Heterogeneous Federated Fine-Tuning with Parallel One-Rank Adaptation¶
Conference: ICLR 2026
arXiv: 2602.16936
Code: GitHub
Area: AI Security
Keywords: Federated Fine-Tuning, LoRA, Heterogeneous Rank, Initialization Noise, Aggregation Noise
TL;DR¶
The Fed-PLoRA framework is proposed, replacing multi-rank LoRA with multiple Parallel One-Rank Adaptation (PLoRA) modules. Through a Select-N-Fold strategy (selecting N modules for training and folding the rest into frozen weights), it achieves zero initialization noise and minimal aggregation noise in heterogeneous federated fine-tuning, consistently outperforming existing methods across 6 LLMs and multiple tasks.
Background & Motivation¶
Background: Federated Fine-Tuning (FFT) leverages LoRA for collaborative LLM adaptation across distributed clients while maintaining data privacy. However, heterogeneous client resources lead to different LoRA ranks, causing dimension mismatch issues during initialization and aggregation.

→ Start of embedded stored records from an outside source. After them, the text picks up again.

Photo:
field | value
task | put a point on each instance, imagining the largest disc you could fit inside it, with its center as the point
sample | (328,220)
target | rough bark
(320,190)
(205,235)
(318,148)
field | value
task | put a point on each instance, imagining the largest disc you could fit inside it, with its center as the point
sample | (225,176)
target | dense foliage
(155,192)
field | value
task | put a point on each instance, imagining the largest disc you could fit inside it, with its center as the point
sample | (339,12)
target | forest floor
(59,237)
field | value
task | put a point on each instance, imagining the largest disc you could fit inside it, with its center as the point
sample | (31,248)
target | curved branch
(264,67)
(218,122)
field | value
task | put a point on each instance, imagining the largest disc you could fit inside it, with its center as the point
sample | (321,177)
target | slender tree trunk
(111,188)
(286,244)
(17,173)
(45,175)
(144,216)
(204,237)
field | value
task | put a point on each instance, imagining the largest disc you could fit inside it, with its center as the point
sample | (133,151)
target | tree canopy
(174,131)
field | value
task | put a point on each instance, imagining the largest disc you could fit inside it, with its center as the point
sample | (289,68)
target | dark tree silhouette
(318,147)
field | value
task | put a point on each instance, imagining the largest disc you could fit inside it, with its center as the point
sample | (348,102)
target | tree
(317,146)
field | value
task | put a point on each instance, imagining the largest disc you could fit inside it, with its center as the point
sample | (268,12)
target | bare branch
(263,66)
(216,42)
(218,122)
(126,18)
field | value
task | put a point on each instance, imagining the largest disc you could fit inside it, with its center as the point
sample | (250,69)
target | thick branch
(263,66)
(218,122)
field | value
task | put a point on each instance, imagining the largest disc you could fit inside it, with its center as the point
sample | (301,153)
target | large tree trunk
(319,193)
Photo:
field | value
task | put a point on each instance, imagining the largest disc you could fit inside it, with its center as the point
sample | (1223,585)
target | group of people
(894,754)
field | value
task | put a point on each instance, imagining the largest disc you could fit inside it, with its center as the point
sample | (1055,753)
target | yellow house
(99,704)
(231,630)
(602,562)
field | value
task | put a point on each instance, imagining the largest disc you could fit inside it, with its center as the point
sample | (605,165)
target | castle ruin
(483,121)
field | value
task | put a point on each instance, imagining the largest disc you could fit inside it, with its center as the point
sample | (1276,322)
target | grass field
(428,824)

Limitations of Prior Work: (1) FLoRA: Randomly re-initializes LoRA each round, introducing significant initialization noise; (2) HETLoRA: Truncates global LoRA, losing information beyond low ranks and causing aggregation bias; (3) FlexLoRA: Uses SVD reconstruction, which introduces decomposition errors. All methods face an irreconcilable conflict between initialization noise and aggregation noise.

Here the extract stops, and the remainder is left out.